Untuk itu, Dame Duma Sari Hutagalung kepada wartawan termasuk Kontributor Elshita, Amsal, Jumat (19/10) meminta kepada lurah dan camat agar tidak membiarkan para pedagang mendirikan lapak jualan di atas parit di Jalan Setia Luhur, sebab dapat merusak fungsi drainase atau parit, dan dapat mengganggu pengguna jalan yang melintas.
Untuk itu kata Duma agar Camat serius melihat permasalahan tersebut, tidak ada maksud untuk melarang pedagang berjualan, namun harus mengetahui aturan dan estetika sehingga keberadaan pedagang kaki lima tidak menimbulkan masalah bagi pengguna jalan.

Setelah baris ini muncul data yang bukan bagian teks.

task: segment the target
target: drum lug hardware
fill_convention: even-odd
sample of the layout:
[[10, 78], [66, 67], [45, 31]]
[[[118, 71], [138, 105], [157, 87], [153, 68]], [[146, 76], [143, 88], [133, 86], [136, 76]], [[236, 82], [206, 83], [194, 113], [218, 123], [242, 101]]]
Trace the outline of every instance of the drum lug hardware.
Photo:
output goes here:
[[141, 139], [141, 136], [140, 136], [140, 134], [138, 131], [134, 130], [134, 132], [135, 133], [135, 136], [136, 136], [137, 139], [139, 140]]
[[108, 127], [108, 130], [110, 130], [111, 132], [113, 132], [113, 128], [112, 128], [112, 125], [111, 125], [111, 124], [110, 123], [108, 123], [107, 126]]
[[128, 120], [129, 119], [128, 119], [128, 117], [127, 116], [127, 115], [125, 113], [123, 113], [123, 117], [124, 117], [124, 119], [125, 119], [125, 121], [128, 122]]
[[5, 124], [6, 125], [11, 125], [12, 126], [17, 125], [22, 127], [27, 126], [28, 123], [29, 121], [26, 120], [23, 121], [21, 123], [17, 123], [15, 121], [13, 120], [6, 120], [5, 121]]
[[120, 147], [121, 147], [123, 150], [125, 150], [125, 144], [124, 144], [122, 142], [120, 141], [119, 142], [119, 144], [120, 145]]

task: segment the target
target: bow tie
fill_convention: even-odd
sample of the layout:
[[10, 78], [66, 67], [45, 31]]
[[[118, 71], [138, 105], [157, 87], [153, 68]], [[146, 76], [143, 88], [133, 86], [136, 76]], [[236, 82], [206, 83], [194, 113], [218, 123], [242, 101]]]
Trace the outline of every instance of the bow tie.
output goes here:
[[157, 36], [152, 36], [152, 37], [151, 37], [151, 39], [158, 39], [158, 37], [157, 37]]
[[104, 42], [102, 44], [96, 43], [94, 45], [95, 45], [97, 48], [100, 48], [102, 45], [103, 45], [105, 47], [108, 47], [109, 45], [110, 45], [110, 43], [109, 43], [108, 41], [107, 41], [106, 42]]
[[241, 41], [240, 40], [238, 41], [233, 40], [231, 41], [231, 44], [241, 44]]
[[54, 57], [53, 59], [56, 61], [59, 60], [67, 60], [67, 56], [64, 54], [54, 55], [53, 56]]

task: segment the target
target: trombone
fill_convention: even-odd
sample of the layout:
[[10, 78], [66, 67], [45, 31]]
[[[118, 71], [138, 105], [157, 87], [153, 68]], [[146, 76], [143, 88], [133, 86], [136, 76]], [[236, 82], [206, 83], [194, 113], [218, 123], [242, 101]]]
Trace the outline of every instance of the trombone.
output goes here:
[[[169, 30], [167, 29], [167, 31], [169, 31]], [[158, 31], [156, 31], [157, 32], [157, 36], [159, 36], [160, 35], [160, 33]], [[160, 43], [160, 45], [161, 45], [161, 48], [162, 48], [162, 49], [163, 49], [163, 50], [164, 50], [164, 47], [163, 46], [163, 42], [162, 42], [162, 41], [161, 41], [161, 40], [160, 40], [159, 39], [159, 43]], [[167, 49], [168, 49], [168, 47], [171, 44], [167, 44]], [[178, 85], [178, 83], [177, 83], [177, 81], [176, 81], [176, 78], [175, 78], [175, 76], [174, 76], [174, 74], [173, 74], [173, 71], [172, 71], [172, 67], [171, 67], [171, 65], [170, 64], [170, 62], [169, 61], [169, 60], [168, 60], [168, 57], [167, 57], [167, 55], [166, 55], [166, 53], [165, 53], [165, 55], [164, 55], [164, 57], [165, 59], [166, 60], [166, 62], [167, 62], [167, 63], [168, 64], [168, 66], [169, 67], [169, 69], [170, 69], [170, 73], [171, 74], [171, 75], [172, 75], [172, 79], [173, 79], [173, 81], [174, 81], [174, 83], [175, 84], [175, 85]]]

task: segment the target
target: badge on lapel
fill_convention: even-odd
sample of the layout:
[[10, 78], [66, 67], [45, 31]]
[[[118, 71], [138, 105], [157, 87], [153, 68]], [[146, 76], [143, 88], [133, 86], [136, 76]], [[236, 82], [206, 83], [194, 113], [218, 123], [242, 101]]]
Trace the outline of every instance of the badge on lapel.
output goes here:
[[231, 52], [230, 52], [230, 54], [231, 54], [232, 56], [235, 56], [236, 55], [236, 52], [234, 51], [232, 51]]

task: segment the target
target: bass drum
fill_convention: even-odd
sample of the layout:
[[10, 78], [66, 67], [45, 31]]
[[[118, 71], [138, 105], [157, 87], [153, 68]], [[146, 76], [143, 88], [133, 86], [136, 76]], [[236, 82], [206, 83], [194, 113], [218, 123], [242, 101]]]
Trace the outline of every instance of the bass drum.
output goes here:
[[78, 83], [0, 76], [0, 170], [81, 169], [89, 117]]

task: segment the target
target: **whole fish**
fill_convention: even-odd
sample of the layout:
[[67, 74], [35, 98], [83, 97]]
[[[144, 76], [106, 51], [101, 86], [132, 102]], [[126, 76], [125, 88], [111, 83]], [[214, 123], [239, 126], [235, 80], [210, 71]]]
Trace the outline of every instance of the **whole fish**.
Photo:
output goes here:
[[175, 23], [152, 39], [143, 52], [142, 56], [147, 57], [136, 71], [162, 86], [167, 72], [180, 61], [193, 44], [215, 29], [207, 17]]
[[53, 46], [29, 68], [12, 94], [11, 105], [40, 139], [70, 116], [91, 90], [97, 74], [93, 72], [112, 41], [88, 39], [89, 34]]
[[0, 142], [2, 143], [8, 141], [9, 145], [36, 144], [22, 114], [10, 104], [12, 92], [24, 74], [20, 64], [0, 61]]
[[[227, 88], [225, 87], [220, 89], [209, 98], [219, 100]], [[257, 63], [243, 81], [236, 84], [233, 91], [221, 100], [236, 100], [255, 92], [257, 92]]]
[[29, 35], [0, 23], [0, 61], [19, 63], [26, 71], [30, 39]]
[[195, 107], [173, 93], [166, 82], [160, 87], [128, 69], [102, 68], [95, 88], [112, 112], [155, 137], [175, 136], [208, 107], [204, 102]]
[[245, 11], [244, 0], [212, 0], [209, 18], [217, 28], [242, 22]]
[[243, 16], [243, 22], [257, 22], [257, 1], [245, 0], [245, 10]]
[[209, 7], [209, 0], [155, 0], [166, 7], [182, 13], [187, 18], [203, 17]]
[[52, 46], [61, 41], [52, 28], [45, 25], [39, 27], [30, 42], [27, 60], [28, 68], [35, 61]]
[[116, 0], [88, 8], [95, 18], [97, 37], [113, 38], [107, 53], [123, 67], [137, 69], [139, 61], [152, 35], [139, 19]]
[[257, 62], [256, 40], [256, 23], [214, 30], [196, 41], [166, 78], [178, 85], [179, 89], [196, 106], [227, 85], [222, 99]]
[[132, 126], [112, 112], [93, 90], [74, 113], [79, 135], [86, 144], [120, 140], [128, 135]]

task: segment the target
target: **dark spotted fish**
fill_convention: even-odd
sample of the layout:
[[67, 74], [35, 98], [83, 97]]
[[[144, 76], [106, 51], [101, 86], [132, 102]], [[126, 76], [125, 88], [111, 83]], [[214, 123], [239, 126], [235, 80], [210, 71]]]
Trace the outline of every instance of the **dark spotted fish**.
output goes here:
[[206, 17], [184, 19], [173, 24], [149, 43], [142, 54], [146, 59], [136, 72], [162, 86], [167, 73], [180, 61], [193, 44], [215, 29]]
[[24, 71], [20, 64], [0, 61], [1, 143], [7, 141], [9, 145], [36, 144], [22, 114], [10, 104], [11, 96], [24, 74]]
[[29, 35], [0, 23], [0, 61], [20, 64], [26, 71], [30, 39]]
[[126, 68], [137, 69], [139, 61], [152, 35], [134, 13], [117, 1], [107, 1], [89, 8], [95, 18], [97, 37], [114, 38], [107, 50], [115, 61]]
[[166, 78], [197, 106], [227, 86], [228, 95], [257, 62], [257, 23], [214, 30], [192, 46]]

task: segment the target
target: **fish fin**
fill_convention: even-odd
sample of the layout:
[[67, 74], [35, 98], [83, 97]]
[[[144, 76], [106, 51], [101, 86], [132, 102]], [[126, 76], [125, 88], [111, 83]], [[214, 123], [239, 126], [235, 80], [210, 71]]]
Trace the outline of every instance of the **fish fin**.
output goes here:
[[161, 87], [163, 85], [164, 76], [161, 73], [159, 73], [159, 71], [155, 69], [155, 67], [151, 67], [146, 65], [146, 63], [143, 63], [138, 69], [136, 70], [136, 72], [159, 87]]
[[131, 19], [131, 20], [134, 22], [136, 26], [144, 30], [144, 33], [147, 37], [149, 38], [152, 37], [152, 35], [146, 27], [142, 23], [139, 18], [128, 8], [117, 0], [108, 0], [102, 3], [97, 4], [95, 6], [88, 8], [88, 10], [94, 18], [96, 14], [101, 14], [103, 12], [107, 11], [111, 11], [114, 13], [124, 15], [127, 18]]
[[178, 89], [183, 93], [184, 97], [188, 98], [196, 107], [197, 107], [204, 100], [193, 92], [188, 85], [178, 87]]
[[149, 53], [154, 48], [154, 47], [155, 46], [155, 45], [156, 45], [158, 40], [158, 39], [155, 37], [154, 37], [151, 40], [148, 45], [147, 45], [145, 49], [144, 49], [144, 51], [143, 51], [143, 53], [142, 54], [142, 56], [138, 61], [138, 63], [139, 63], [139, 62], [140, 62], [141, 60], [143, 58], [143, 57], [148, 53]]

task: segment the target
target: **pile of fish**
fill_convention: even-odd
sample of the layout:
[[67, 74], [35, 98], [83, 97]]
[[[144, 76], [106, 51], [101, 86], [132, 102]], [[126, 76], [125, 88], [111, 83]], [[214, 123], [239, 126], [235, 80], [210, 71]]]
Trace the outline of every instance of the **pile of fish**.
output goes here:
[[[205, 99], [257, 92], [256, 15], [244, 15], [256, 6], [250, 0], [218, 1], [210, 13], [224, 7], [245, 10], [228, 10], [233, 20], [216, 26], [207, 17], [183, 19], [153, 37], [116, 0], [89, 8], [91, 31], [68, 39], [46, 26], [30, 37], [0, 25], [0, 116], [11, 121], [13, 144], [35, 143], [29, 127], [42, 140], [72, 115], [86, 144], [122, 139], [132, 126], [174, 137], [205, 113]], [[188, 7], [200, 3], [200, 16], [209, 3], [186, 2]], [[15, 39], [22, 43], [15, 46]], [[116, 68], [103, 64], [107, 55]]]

“Untuk itu, Pemko Medan harus mampu memberi solusi bagi para pedagang dampak dari penggusuran yang dilakukan bagi pedagang yang selama ini telah berjualan di Jalan Kapten Muslim, tepatnya di depan pertokoan gedung Milenium Plaza,” pungkas Duma.Sementara itu, Camat Medan Helvetia, M Yunus ketika dihubungi melalui ponselnya mengatakan, tidak ada memberian izin kepada para pedagang untuk berjualan di atas parit di Jalan Setia Luhur.